Response: In 1 Peter:2:8, Christ is called a "stone of stumbling, and a rock of offence, even to them which stumble at the word, being disobedient [apeitheo]: whereunto also they were appointed [tithemi]." Yet 2 Peter:3:9 declares: "The Lord is...not willing that any should perish, but that all should come to repentance."

Putting these verses together, you ask how God can simultaneously will that no one perish yet appoint some to stumble at His Word? Or, to phrase it differently, how can God "not be willing that any should perish" yet appoint some to disobedience and thus to judgment?

First of all, one must realize that God does not control all behavior and beliefs of men. Such teaching is an unbiblical Calvinist doctrine that makes God the author of evil, robs man of the power of choice and thus of the ability to love, and robs God of His love. He allows men to pursue their wicked ways on earth and only intervenes to rescue the righteous or to draw sinners with the gospel--which He continually does for all mankind, though most refuse His offer of salvation. Of course, God can overrule man's will to effect His own purposes, but He cannot change the rebel's heart. If He could, then the "first and great commandment...Thou shalt love the Lord thy God with all thy heart, and with all thy soul, and with all thy mind" (Mat:22:37-38) is of no purpose. Why would God command men to love Him if they have no free choice but must be programmed to obey Him?

The fact that God doesn't will for anyone to perish doesn't mean that no one will perish. The prayer Christ taught His disciples to pray, "Thy will be done in earth, as it is in heaven" (Mat:6:10), is proof enough that much if not most of what happens on earth is not God's will. God does not will that anyone sin; men sin freely of their own will. The fact that He has appointed rebels to judgment does not mean that He caused them to sin so that He could punish them for their disobedience.
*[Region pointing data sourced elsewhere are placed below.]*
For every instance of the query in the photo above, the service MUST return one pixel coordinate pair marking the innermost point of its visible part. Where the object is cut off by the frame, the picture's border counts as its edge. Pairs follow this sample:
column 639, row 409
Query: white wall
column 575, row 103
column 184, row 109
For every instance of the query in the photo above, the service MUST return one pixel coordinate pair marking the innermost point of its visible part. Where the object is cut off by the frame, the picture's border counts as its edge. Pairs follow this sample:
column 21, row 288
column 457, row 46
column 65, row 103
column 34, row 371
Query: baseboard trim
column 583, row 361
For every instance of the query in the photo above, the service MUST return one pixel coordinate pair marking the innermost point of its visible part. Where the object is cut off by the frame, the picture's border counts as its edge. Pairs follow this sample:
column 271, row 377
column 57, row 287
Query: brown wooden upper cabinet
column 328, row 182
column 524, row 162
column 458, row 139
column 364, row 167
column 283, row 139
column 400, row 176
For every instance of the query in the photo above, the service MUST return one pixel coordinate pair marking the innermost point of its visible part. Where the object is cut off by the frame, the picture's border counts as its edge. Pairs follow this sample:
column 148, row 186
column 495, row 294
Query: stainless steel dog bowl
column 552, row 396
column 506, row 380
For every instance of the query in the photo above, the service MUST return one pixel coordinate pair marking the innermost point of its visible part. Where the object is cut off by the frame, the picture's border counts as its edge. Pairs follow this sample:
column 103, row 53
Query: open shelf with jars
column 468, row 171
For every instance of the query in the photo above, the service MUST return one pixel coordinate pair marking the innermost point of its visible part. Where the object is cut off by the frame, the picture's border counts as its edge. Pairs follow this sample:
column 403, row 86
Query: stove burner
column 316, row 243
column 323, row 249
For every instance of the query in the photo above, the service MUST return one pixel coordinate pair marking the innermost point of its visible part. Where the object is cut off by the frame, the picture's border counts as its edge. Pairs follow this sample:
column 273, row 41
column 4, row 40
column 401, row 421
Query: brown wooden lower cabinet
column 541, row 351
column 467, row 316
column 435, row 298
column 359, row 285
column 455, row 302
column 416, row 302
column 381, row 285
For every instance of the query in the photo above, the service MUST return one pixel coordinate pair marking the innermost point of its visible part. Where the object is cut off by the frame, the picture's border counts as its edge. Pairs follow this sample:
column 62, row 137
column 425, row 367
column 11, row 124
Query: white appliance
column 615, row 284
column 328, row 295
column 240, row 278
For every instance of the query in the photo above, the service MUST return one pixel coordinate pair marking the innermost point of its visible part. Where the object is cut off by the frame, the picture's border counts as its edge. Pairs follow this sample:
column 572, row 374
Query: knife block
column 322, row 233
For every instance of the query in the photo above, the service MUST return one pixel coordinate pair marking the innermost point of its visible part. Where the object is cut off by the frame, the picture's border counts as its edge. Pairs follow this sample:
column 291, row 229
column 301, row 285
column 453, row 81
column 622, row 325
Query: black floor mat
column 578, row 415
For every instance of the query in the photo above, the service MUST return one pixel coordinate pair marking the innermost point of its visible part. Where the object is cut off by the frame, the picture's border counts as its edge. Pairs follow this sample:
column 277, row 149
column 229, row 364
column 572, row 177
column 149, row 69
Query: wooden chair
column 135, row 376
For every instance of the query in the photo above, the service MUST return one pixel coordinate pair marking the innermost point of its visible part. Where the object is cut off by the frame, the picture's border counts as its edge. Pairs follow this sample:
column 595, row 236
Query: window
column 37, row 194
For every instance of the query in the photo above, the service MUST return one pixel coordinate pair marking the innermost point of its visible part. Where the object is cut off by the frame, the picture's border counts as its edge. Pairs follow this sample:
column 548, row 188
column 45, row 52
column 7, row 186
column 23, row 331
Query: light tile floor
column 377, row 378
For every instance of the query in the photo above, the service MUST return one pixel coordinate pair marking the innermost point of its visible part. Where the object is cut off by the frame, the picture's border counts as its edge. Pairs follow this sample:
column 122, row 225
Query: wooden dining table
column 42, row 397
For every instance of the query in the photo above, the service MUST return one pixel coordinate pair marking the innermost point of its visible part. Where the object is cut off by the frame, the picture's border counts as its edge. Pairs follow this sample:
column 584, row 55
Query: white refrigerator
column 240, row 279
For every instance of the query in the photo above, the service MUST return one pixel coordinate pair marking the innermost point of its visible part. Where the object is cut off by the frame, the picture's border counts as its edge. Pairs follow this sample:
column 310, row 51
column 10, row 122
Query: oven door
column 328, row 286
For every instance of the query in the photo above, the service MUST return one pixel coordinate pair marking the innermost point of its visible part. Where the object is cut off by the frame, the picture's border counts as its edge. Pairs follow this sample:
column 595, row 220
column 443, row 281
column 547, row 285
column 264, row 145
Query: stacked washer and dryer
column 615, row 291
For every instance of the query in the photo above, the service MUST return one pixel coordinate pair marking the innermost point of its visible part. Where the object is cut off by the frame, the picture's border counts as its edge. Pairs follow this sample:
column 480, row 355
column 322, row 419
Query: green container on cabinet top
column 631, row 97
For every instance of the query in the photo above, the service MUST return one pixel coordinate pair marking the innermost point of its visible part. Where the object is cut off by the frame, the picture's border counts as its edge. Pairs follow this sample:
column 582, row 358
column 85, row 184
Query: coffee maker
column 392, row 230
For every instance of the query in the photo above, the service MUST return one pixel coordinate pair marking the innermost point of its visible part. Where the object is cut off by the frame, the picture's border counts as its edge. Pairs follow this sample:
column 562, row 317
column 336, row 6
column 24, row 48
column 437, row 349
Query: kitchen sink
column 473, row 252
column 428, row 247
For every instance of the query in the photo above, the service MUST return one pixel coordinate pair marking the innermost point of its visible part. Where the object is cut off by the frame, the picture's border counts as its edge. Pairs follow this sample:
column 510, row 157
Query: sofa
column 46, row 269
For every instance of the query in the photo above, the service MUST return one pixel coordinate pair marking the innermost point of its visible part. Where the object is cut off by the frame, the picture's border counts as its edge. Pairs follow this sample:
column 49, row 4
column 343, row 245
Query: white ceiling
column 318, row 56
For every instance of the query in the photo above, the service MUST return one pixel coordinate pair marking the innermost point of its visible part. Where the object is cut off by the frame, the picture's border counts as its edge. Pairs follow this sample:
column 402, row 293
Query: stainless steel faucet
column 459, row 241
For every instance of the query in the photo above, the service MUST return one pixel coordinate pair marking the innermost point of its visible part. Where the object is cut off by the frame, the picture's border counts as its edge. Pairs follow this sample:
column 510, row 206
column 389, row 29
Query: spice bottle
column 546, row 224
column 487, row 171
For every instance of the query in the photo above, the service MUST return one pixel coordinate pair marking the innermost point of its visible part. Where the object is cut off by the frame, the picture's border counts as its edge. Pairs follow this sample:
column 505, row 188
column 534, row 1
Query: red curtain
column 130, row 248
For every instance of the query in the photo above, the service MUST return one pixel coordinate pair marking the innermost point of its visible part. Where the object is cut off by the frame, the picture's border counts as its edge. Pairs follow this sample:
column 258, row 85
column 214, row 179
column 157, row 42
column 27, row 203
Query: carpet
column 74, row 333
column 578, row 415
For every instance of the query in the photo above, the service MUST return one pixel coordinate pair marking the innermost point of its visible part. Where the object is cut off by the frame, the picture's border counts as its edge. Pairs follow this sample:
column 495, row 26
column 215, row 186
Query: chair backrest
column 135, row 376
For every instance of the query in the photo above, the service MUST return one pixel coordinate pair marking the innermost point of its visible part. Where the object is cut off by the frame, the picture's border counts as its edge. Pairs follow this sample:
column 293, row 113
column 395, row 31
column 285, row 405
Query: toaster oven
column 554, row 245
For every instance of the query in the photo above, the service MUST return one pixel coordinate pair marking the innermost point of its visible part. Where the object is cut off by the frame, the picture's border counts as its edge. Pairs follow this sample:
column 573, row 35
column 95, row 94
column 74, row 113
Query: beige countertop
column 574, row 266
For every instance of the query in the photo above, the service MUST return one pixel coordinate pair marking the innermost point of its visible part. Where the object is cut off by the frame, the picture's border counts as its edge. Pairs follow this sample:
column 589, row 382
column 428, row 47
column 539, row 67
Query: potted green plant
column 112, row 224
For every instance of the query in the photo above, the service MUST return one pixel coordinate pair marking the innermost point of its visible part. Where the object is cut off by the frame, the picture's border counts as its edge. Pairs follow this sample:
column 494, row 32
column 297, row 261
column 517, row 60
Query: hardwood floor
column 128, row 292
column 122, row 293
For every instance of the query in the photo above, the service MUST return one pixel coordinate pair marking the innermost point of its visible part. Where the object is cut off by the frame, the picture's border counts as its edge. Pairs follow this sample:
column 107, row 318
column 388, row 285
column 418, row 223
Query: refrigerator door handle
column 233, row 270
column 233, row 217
The very few scriptures that seem inconsistent with God's love and man's power of choice must be interpreted in the context of the overwhelming number of scriptures (scores of them) that clearly echo "For God so loved the world, that he gave his only begotten Son, that whosoever believeth in him should not perish but have everlasting life" (Jn:3:16). Yet Calvinism declares that God could have all of mankind in heaven if He so desired but that He sovereignly chooses to send the vast majority to the lake of fire. What Love Is This?!

Let's take another closer look at the clause, "being disobedient [apeitheo]: whereunto also they were appointed [tithemi]." Apeitheo clearly means willful, deliberate disobedience. Therefore "appointed [tithemi]" cannot mean that God predestined, much less caused, their disobedience. It can only mean that He allowed it.